166.開幕戦④

「良い当たり! しかしこれはショート正面へのゴロになる! セカンドはアウト、ファーストに転送! 森野は俊足ですが——、一塁もアウトだー! ダブルプレーでスリーアウト! 相手のエラーとフォアボールで先制のチャンスを作りましたが、フライヤーズこの回も無得点! 東北クレシェントムーンズ対千葉フライヤーズの開幕戦、8回の裏まで終えてなおも0対0、緊迫した試合となっています!」



「よしよし! よく凌いだ!」

「危なかったなー!」

「よく守った!」


 ブルペン内が、安堵感と拍手の音で包まれる。


「すまんな、高橋。もう一回ダウンしてくれ」

「はい……」


 悔しさを噛み殺して、肩を暖める為の投球練習から、徐々に肩を冷やす為のキャッチボールに切り替える。ブルペンで準備したからといって、出番があるとは限らない。それは頭では分かっているのだけれど、出番が無いのはやっぱり悔しい。


 ——俺も早く、こういう試合で投げさせてもらえるようにならないと……


 福原やヘルマン、青原などムーンズのリリーフ陣は30歳を超えたベテラン選手が多いけれど、他球団には同世代、いや下手したら下の世代でもこういう場面を任されて活躍している選手は少なくない。



「良いんだぜ、それで」

「え?」


 キャッチボールを終えて再びテレビの前に戻ってくると、青原が紙コップの水を差しだしてくる。

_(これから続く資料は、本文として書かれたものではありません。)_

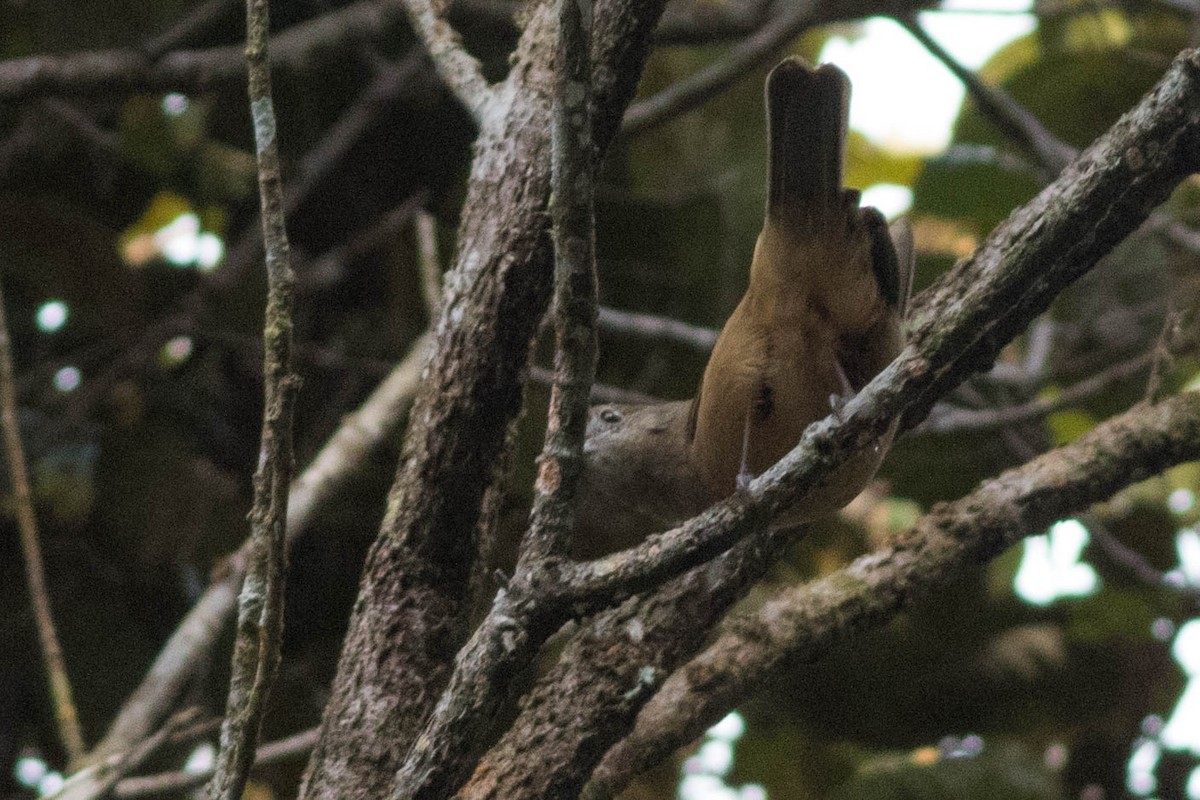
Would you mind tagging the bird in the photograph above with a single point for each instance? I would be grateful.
(821, 316)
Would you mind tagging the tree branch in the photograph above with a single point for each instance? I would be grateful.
(418, 573)
(575, 290)
(804, 623)
(259, 641)
(351, 445)
(58, 683)
(131, 70)
(459, 68)
(959, 325)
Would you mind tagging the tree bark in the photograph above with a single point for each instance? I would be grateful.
(409, 617)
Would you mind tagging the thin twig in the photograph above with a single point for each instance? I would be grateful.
(1013, 120)
(65, 713)
(694, 90)
(130, 70)
(99, 780)
(355, 439)
(658, 328)
(1132, 560)
(989, 419)
(600, 392)
(575, 288)
(274, 752)
(261, 603)
(457, 68)
(1162, 355)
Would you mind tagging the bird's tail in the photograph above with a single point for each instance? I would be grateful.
(807, 118)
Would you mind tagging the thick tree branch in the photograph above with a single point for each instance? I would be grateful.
(959, 325)
(259, 641)
(803, 623)
(412, 601)
(459, 68)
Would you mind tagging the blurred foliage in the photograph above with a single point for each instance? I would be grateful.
(143, 471)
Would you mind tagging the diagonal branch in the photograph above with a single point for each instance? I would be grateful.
(259, 641)
(959, 324)
(803, 623)
(753, 52)
(418, 573)
(131, 70)
(575, 290)
(459, 68)
(61, 699)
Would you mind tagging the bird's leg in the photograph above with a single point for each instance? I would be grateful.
(744, 475)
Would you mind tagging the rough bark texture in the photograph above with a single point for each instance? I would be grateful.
(959, 328)
(408, 620)
(803, 623)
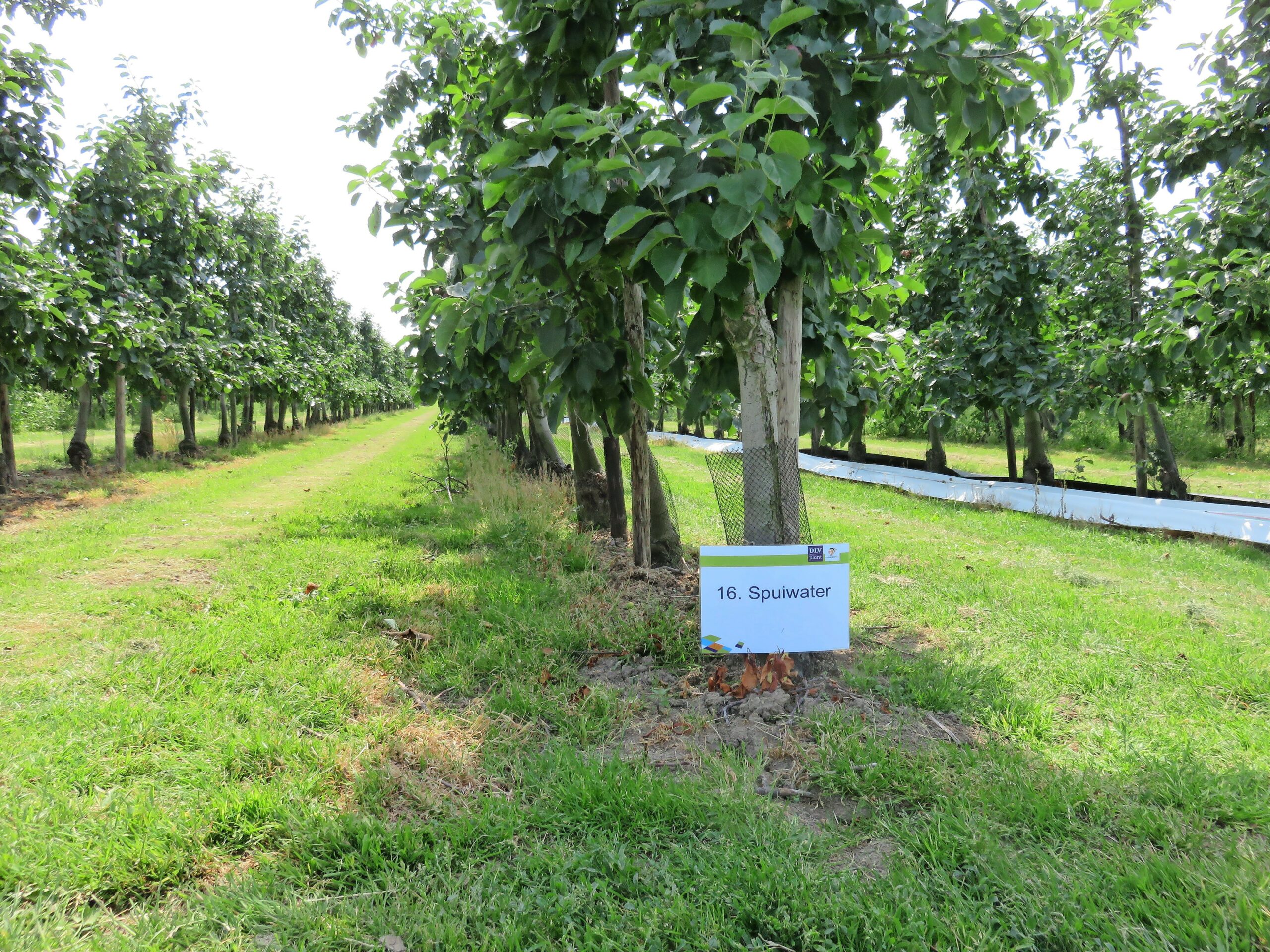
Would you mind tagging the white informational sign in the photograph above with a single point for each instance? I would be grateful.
(775, 598)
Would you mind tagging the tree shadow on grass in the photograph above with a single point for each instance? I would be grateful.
(999, 844)
(53, 489)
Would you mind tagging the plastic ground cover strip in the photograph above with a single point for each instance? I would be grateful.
(1246, 524)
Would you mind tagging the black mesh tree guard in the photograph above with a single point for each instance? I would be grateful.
(728, 475)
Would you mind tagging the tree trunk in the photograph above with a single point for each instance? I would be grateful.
(8, 455)
(937, 460)
(1037, 466)
(856, 450)
(1171, 481)
(755, 345)
(1253, 425)
(636, 443)
(189, 445)
(80, 454)
(1141, 461)
(547, 454)
(789, 403)
(588, 479)
(667, 546)
(144, 441)
(193, 412)
(1239, 434)
(248, 412)
(1133, 219)
(121, 420)
(224, 440)
(1008, 424)
(616, 492)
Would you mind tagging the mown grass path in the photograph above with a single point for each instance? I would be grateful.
(201, 754)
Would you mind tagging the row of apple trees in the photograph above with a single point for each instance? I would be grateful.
(162, 273)
(623, 205)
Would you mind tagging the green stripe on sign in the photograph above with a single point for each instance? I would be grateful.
(731, 561)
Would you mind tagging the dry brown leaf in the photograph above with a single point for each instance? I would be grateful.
(750, 677)
(719, 681)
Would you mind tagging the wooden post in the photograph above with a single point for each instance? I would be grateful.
(642, 512)
(121, 419)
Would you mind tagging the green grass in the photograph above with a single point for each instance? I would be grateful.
(48, 448)
(202, 757)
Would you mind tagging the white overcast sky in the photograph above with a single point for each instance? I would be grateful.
(273, 78)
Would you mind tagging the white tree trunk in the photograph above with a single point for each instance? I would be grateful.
(755, 343)
(642, 512)
(121, 420)
(540, 431)
(789, 403)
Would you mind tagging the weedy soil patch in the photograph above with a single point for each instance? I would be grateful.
(380, 719)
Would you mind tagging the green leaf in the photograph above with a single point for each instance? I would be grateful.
(624, 220)
(920, 108)
(765, 268)
(694, 225)
(659, 137)
(784, 171)
(695, 182)
(789, 18)
(502, 154)
(667, 259)
(492, 192)
(710, 92)
(446, 327)
(731, 28)
(974, 114)
(826, 230)
(731, 220)
(784, 106)
(743, 188)
(770, 238)
(964, 70)
(517, 210)
(656, 235)
(789, 143)
(709, 270)
(618, 60)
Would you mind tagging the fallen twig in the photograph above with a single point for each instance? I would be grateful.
(944, 728)
(416, 696)
(788, 792)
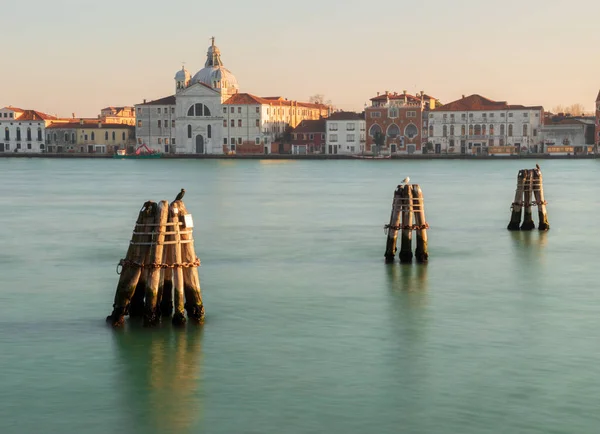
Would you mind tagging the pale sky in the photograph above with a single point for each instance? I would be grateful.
(78, 56)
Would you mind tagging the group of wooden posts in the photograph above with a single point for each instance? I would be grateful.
(529, 182)
(408, 204)
(159, 275)
(407, 207)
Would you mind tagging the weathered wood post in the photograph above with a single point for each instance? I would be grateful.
(394, 225)
(175, 260)
(538, 191)
(421, 252)
(132, 264)
(517, 205)
(155, 264)
(407, 226)
(528, 223)
(190, 264)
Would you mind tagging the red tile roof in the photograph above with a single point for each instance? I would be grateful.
(167, 100)
(32, 115)
(479, 103)
(310, 126)
(345, 116)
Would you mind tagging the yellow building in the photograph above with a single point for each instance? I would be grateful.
(89, 136)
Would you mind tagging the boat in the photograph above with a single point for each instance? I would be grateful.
(141, 152)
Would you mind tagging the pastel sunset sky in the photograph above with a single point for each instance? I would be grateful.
(77, 56)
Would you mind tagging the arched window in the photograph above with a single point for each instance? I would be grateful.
(411, 131)
(393, 131)
(198, 109)
(374, 130)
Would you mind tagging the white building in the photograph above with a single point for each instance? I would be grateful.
(346, 133)
(23, 130)
(474, 125)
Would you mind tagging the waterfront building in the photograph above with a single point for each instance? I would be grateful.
(23, 130)
(346, 133)
(89, 136)
(400, 118)
(597, 140)
(118, 115)
(478, 125)
(208, 115)
(308, 137)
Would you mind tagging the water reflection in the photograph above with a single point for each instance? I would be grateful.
(161, 374)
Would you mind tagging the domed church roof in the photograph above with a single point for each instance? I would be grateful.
(214, 74)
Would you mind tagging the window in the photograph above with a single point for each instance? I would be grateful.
(198, 110)
(393, 131)
(375, 129)
(411, 131)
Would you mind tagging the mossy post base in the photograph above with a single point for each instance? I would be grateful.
(538, 191)
(528, 223)
(407, 226)
(393, 226)
(421, 252)
(517, 205)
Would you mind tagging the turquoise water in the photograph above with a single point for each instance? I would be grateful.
(307, 330)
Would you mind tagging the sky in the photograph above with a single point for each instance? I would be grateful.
(69, 57)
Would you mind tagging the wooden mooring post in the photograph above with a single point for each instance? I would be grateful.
(530, 192)
(160, 267)
(408, 206)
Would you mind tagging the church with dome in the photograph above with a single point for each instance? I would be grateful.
(208, 114)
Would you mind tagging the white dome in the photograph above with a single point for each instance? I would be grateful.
(182, 75)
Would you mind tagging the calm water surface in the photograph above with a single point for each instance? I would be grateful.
(307, 330)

「いや、お前めっちゃ悔しそうな顔してっからさ。投げたかったんだろ?」

「でも……」


 もし今日登板機会が貰えるのだとしたら、それは福原がピンチを拡大して左バッターに打順が回った時、であろう。しかし、それはすなわちチームとしては大ピンチになっているということであって、そうならないに越したことはない。高橋自身、自分が投げられるならチームがピンチになっても良いとは思わないし、自分が投げる様な場面にならない方がチームにとっては良いことなのだと分かっている。


「多分、今日投げれなかったってことより、こういう場面を任される立場に無いってことが悔しいんだろ?」


 ——!


 思っていたことをまんま言い当てられて、高橋は思わず固まる。それを気にする素振りも見せず、青原が続ける。


「それで良いんだぜ、高橋。俺らはチームとして勝つ為に投げる訳だけど、一選手としては大事な場面で投げることに拘らなけりゃダメだ。プロ選手として、自分が活躍することに拘れなくなったら、選手としては終わりだろうよ」


 高橋は無言で頷く。青原はその様子に少しだけ口元を緩めて、再び体をテレビの方に向けた。